I'm using Python http.client.HTTPResponse.read()
to read data from a stream. That is, the server keeps the connection open forever and sends data periodically as it becomes available. There is no expected length of response. In particular, I'm getting Tweets through the Twitter Streaming API.
To accomplish this, I repeatedly call http.client.HTTPResponse.read(1)
to get the response, one byte at a time. The problem is that the program will hang on that line if there is no data to read, which there isn't for large periods of time (when no Tweets are coming in).
I'm looking for a method that will get a single byte of the HTTP response, if available, but that will fail instantly if there is no data to read.
I've read that you can set a timeout when the connection is created, but setting a timeout on the connection defeats the whole purpose of leaving it open for a long time waiting for data to come in.
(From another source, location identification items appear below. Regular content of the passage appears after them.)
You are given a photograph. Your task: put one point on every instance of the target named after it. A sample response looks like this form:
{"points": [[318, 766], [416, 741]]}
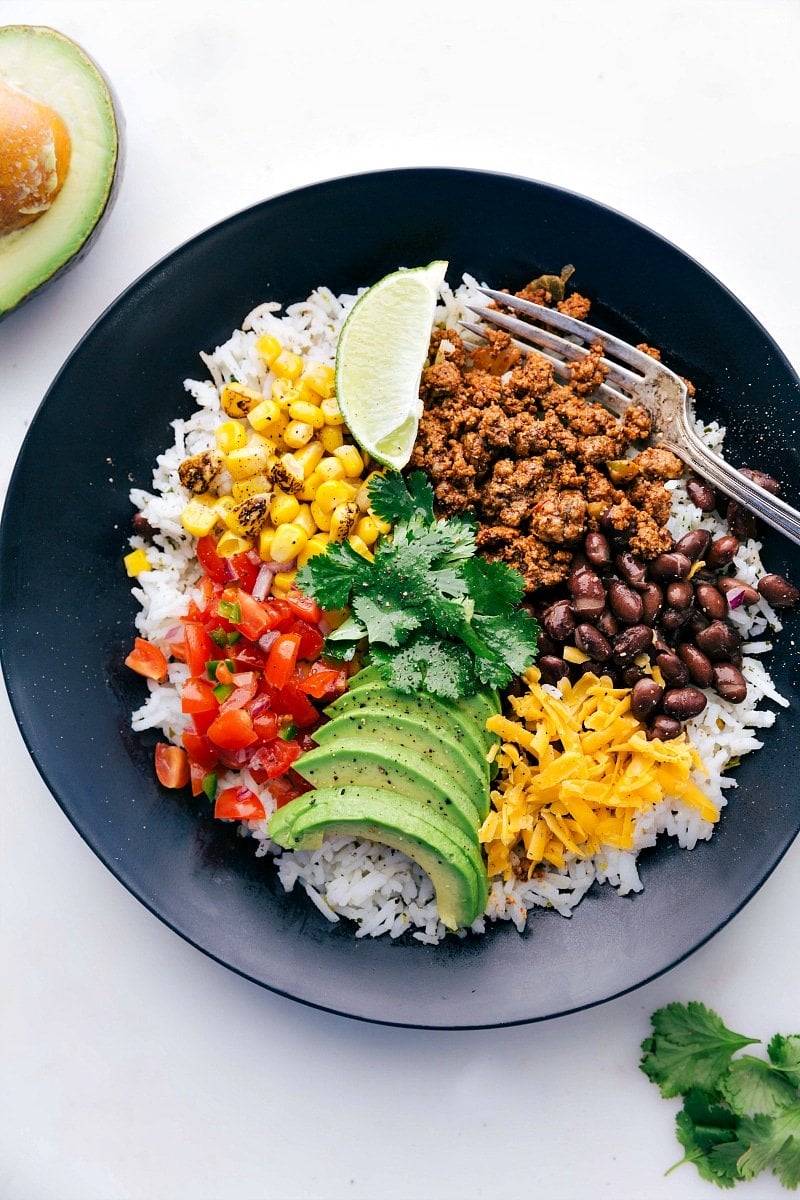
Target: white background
{"points": [[134, 1068]]}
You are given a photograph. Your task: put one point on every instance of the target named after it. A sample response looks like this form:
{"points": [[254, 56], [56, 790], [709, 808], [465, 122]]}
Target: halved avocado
{"points": [[53, 71], [350, 761], [432, 744], [461, 726], [452, 862]]}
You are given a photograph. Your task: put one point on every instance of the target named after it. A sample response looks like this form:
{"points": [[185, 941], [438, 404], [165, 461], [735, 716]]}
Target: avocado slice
{"points": [[54, 71], [428, 743], [439, 714], [451, 859], [353, 761]]}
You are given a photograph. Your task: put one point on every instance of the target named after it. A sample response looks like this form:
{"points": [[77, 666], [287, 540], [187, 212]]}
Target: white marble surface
{"points": [[134, 1068]]}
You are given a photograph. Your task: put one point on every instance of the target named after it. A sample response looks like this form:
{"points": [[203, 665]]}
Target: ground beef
{"points": [[529, 454]]}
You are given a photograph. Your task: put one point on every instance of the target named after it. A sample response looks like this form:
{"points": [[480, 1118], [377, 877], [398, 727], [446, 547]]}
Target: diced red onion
{"points": [[263, 582]]}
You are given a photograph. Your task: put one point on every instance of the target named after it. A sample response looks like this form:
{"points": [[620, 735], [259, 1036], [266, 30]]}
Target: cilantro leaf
{"points": [[330, 577], [773, 1143], [691, 1048], [752, 1085], [708, 1133]]}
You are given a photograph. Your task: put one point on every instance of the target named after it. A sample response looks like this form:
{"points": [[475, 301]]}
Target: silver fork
{"points": [[635, 377]]}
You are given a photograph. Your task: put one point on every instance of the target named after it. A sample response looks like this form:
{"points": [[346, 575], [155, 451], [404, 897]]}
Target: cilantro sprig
{"points": [[740, 1115], [435, 616]]}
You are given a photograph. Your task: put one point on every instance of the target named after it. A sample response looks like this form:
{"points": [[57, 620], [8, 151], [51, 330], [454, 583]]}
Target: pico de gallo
{"points": [[256, 687]]}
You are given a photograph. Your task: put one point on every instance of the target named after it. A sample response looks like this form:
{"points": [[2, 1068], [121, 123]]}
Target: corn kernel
{"points": [[305, 520], [301, 411], [350, 460], [283, 582], [233, 544], [198, 519], [330, 408], [332, 492], [310, 456], [320, 377], [236, 400], [361, 547], [252, 459], [242, 489], [298, 433], [265, 543], [287, 365], [322, 519], [230, 436], [283, 508], [330, 468], [269, 347], [268, 418], [331, 438], [288, 473], [367, 529], [137, 563], [343, 519], [289, 539]]}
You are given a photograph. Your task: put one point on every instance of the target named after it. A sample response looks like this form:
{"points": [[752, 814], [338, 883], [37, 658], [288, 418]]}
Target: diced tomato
{"points": [[272, 760], [172, 766], [200, 750], [210, 561], [198, 696], [146, 660], [233, 730], [294, 703], [281, 660], [305, 607], [324, 682], [198, 647], [239, 804]]}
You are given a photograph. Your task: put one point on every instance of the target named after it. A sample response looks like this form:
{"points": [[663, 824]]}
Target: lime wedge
{"points": [[382, 351]]}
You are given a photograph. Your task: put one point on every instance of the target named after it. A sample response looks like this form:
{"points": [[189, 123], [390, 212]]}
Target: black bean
{"points": [[645, 697], [632, 641], [597, 549], [624, 601], [698, 665], [671, 565], [680, 594], [693, 544], [588, 593], [651, 601], [665, 729], [711, 600], [779, 592], [591, 642], [552, 669], [729, 682], [701, 495], [719, 641], [558, 621], [722, 551], [631, 568], [684, 702], [673, 669]]}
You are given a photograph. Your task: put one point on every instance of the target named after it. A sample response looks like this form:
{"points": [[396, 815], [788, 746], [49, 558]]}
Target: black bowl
{"points": [[67, 612]]}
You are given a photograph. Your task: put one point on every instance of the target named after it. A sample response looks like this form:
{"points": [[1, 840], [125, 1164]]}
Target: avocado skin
{"points": [[377, 694], [354, 760], [452, 862], [433, 745], [42, 271]]}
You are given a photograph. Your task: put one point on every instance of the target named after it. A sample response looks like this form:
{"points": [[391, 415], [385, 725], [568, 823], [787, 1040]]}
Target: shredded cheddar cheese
{"points": [[573, 772]]}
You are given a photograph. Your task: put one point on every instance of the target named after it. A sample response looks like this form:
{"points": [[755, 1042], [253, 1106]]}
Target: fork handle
{"points": [[727, 479]]}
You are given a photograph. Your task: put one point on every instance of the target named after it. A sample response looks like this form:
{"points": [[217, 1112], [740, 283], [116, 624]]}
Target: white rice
{"points": [[378, 888]]}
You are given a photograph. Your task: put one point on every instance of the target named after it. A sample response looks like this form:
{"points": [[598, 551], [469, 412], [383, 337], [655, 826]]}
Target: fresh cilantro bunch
{"points": [[740, 1116], [437, 617]]}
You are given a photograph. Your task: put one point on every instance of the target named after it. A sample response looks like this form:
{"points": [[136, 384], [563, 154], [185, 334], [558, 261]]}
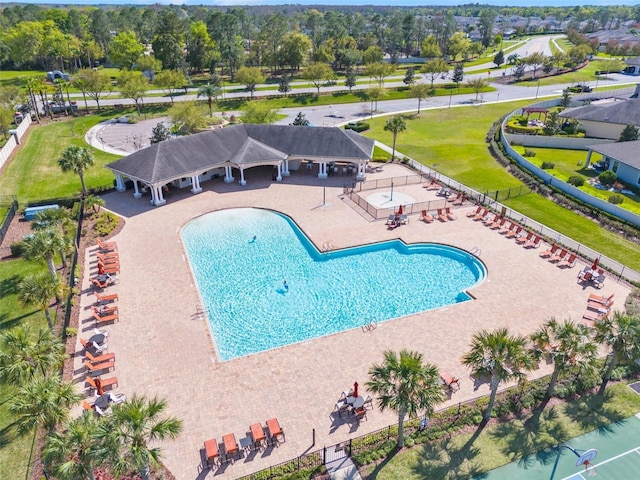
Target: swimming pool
{"points": [[241, 280]]}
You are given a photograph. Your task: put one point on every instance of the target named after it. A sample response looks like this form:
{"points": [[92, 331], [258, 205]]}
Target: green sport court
{"points": [[618, 446]]}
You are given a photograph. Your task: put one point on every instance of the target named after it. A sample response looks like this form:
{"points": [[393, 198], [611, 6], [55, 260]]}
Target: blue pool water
{"points": [[241, 280]]}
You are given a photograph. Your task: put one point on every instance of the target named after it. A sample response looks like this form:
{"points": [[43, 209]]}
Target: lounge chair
{"points": [[93, 345], [488, 220], [522, 239], [535, 243], [100, 358], [449, 214], [505, 229], [103, 311], [569, 262], [110, 382], [481, 215], [99, 367], [599, 281], [107, 246], [275, 431], [211, 452], [472, 213], [426, 217], [105, 318], [601, 299], [499, 223], [453, 384], [550, 252], [514, 232], [112, 297], [558, 256]]}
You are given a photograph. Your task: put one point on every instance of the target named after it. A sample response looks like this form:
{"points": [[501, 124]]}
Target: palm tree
{"points": [[567, 345], [43, 402], [94, 202], [499, 355], [76, 159], [72, 453], [211, 92], [127, 433], [404, 384], [395, 125], [23, 356], [43, 245], [621, 333]]}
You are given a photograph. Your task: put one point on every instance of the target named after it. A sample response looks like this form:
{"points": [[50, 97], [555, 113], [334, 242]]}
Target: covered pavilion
{"points": [[188, 161]]}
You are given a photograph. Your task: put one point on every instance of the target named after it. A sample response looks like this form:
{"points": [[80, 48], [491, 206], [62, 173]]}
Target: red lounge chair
{"points": [[426, 217], [100, 358], [275, 431], [535, 243], [108, 365], [473, 214], [481, 215], [107, 246], [506, 228], [558, 256], [550, 252], [105, 318], [514, 232], [212, 452], [453, 384], [112, 297], [111, 382], [569, 262], [601, 298], [450, 215]]}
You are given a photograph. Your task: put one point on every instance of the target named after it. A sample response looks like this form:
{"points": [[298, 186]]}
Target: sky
{"points": [[412, 3]]}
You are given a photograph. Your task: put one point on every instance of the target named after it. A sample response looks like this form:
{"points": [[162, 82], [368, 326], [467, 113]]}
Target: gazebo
{"points": [[188, 161]]}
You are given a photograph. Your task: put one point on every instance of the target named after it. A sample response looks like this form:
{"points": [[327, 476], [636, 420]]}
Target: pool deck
{"points": [[163, 347]]}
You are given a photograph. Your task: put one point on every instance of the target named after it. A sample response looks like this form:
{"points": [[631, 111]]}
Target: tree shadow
{"points": [[449, 459], [536, 435], [593, 412]]}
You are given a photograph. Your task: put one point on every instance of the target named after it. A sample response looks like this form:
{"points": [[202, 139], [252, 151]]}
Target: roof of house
{"points": [[620, 112], [625, 152], [243, 146]]}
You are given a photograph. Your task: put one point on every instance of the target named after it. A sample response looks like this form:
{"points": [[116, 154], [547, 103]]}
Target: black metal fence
{"points": [[13, 208]]}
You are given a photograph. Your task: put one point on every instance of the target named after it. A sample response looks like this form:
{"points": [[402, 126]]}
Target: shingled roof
{"points": [[241, 146], [625, 152], [620, 112]]}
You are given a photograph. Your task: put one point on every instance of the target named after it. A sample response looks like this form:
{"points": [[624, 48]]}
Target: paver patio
{"points": [[163, 347]]}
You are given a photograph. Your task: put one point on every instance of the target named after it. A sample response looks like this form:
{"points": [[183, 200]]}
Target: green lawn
{"points": [[14, 450], [34, 173], [467, 160], [464, 456], [571, 162]]}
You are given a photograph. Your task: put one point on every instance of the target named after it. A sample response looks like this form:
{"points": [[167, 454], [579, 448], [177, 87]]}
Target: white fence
{"points": [[11, 143]]}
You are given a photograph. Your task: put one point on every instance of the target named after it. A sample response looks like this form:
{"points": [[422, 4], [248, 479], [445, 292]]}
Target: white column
{"points": [[586, 165], [136, 192], [120, 183], [322, 171], [362, 171], [195, 184], [228, 178]]}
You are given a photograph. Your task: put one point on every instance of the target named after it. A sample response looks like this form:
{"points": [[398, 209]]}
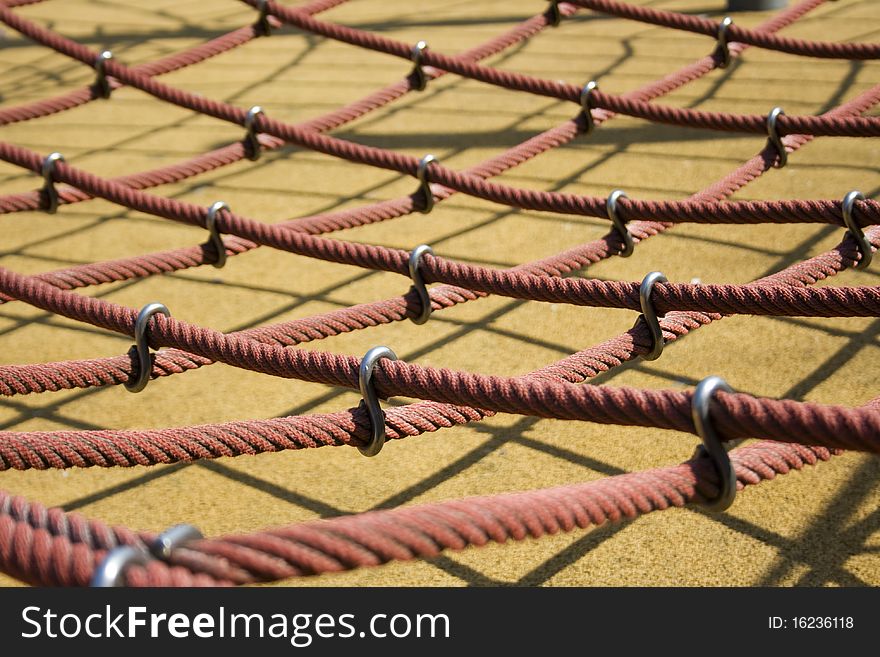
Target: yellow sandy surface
{"points": [[820, 526]]}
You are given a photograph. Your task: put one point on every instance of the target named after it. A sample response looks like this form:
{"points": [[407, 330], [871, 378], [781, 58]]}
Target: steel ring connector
{"points": [[855, 230], [587, 104], [110, 573], [251, 143], [145, 360], [418, 74], [102, 83], [215, 240], [774, 138], [173, 538], [712, 445], [419, 283], [371, 400], [555, 14], [619, 225], [48, 173], [721, 49], [262, 24], [649, 315], [424, 184]]}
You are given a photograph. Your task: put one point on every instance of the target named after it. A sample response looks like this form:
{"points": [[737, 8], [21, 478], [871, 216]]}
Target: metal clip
{"points": [[587, 104], [110, 573], [773, 135], [721, 50], [102, 84], [48, 172], [712, 446], [555, 14], [251, 143], [262, 24], [145, 360], [619, 224], [855, 230], [649, 315], [418, 283], [371, 400], [424, 185], [215, 240], [173, 538], [418, 73]]}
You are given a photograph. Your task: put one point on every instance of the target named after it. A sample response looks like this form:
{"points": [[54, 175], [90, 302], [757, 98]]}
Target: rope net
{"points": [[53, 546]]}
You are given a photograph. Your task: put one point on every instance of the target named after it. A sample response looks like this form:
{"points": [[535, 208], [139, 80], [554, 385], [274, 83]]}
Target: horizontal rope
{"points": [[46, 553], [49, 547], [708, 27], [23, 379]]}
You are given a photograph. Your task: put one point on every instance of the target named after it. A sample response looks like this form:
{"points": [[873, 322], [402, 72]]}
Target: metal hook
{"points": [[173, 538], [145, 360], [587, 104], [855, 230], [215, 239], [48, 172], [773, 134], [649, 315], [371, 400], [619, 224], [555, 13], [101, 81], [110, 573], [418, 283], [425, 186], [712, 446], [263, 21], [251, 143], [721, 49], [418, 73]]}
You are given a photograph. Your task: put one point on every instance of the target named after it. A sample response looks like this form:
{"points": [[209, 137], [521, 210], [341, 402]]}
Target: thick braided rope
{"points": [[740, 416], [48, 547], [378, 157], [708, 27], [72, 374], [236, 152]]}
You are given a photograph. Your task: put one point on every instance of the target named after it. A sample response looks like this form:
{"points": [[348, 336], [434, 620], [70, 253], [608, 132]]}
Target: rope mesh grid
{"points": [[49, 547]]}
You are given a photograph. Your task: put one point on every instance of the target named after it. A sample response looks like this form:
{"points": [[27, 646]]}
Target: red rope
{"points": [[50, 547]]}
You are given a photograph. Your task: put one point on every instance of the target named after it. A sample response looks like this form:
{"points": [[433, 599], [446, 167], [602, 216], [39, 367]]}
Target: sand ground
{"points": [[816, 527]]}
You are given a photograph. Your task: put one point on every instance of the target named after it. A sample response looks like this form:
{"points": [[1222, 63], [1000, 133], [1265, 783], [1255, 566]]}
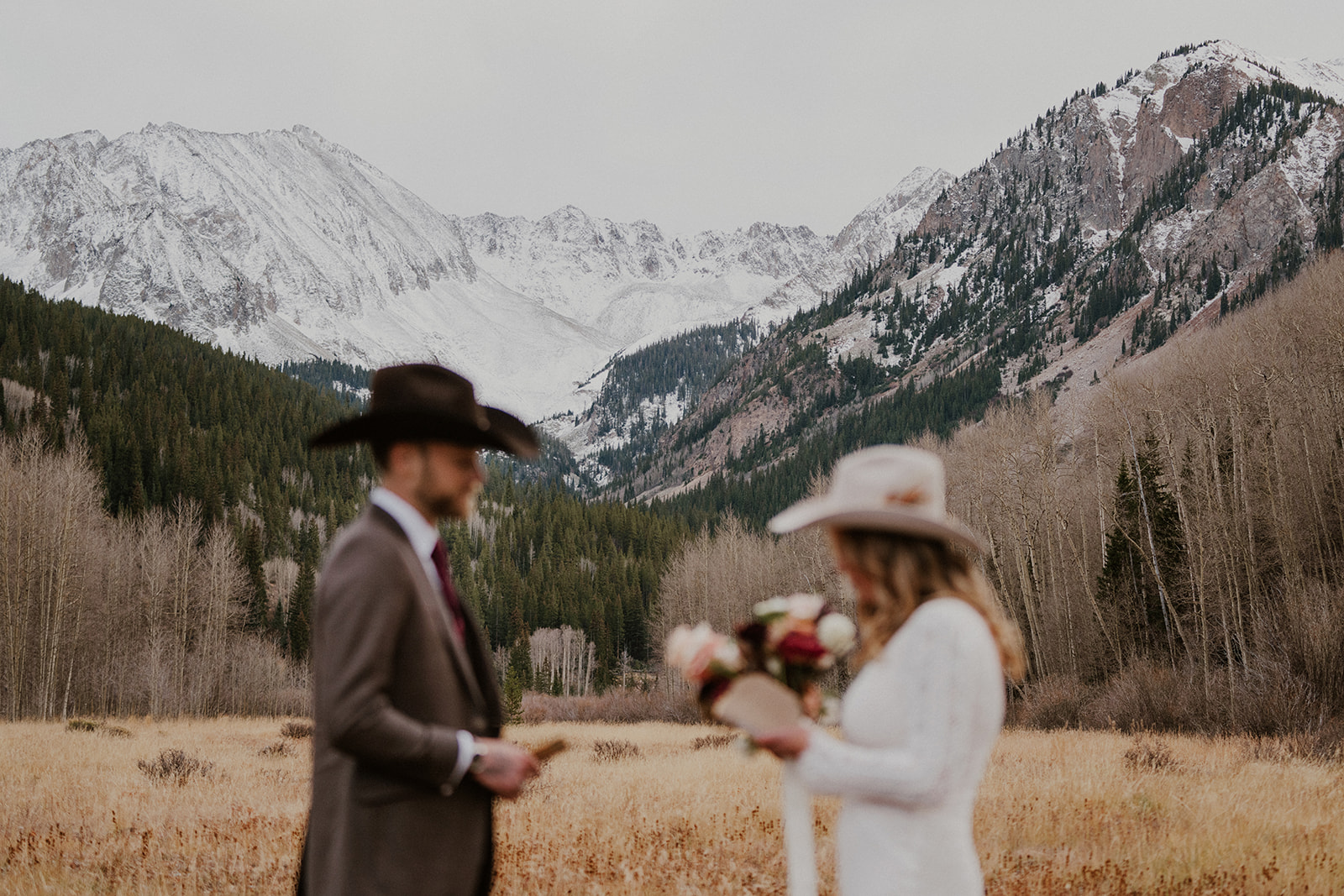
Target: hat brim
{"points": [[503, 432], [823, 512]]}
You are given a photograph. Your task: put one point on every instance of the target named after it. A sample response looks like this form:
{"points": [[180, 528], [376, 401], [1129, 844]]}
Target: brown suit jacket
{"points": [[391, 688]]}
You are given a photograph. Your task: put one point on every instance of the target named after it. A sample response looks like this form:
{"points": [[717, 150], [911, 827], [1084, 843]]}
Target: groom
{"points": [[407, 750]]}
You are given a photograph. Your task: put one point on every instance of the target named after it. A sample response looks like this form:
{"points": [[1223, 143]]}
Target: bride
{"points": [[922, 715]]}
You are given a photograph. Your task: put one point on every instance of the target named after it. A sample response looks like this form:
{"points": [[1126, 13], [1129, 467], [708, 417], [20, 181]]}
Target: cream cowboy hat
{"points": [[889, 488]]}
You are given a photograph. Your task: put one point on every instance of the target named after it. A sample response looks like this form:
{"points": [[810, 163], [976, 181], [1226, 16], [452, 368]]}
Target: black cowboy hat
{"points": [[430, 403]]}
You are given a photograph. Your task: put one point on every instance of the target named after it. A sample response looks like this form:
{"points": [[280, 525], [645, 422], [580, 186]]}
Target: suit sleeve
{"points": [[365, 600]]}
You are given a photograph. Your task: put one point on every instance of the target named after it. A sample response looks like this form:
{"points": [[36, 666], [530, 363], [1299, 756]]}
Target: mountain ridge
{"points": [[282, 244]]}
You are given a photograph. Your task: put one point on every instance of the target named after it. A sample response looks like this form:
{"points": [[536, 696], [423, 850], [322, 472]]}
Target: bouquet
{"points": [[790, 640], [756, 680]]}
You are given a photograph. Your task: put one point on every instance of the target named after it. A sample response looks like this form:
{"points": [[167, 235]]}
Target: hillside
{"points": [[1120, 217], [286, 246]]}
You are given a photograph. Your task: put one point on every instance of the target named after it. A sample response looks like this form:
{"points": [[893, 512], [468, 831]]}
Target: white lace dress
{"points": [[920, 723]]}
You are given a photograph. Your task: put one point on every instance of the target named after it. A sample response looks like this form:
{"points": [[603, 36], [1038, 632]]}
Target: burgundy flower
{"points": [[799, 647]]}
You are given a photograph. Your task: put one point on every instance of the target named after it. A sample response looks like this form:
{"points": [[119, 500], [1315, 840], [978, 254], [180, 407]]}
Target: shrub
{"points": [[175, 766], [297, 730], [714, 741], [616, 705], [1055, 701], [97, 727], [279, 748], [615, 750], [1149, 754]]}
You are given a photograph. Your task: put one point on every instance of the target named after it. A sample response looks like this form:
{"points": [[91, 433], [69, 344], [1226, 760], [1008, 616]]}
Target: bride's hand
{"points": [[785, 743], [812, 701]]}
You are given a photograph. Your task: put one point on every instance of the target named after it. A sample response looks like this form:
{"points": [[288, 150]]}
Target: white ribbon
{"points": [[799, 846]]}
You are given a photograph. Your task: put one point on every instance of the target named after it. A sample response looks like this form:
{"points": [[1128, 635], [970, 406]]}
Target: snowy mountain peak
{"points": [[282, 244]]}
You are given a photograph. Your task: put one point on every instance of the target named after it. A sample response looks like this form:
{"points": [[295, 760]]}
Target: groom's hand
{"points": [[504, 768], [785, 743]]}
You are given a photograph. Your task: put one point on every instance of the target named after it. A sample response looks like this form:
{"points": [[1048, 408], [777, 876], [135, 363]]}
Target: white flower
{"points": [[729, 658], [837, 633], [806, 606]]}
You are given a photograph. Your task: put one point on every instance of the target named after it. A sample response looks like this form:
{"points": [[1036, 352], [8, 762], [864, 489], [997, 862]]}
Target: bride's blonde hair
{"points": [[907, 571]]}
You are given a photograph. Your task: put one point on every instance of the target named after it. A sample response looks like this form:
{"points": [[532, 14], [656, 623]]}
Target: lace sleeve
{"points": [[948, 671]]}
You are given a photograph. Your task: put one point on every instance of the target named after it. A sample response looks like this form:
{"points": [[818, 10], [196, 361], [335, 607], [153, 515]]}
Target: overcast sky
{"points": [[689, 113]]}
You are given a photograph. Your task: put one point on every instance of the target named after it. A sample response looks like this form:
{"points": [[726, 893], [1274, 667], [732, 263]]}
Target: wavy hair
{"points": [[906, 571]]}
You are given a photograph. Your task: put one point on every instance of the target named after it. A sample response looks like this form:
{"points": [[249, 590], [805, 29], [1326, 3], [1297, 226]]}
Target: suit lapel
{"points": [[475, 679]]}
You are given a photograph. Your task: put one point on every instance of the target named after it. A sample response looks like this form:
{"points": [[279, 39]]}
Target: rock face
{"points": [[1092, 235], [286, 246]]}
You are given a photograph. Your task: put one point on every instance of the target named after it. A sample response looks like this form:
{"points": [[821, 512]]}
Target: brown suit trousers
{"points": [[391, 688]]}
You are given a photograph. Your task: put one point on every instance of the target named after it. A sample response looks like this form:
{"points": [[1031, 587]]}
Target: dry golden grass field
{"points": [[642, 809]]}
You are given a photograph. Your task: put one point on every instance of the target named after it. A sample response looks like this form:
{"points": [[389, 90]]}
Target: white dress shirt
{"points": [[423, 537]]}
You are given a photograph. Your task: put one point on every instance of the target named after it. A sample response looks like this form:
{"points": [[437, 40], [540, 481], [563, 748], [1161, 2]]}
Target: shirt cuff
{"points": [[465, 752]]}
I don't want to set a timeout, I want to read data if there is data to be read, or fail if there is not, without waiting at all.
I'd like to do this with what I have now (using http.client
), but if it's absolutely necessary that I use a different library to do this, then so be it. I'm trying to write this entirely myself, so suggesting that I use someone else's already-written Twitter API for Python is not what I'm looking for.
This code gets the response, it runs in a separate thread from the main one:
while True:
try:
readByte = dc.request.read(1)
except:
readByte = []
if len(byte) != 0:
dc.responseLock.acquire()
dc.response = dc.response + chr(byte[0])
dc.responseLock.release()
Note that the request is stored in dc.request
and the response in dc.response
, these are created elsewhere. dc.responseLock
is a Lock
that prevents dc.response
from being accessed by multiple threads at once.
With this running on a separate thread, the main thread can then get dc.response
, which contains the entire response received so far. New data is added to dc.response
as it comes in without blocking the main thread.
This works perfectly when it's running, but I run into a problem when I want it to stop. I changed my while statement to while not dc.twitterAbort
, so that when I want to abort this thread I just set dc.twitterAbort
to True
, and the thread will stop.
But it doesn't. This thread remains for a very long time afterward, stuck on the dc.request.read(1)
part. There must be some sort of timeout, because it does eventually get back to the while
statement and stop the thread, but it takes around 10 seconds for that to happen.
How can I get my thread to stop immediately when I want it to, if it's stuck on the call to read()
?
Again, this method is working to get Tweets, the problem is only in getting it to stop. If I'm going about this entirely the wrong way, feel free to point me in the right direction. I'm new to Python, so I may be overlooking some easier way of going about this.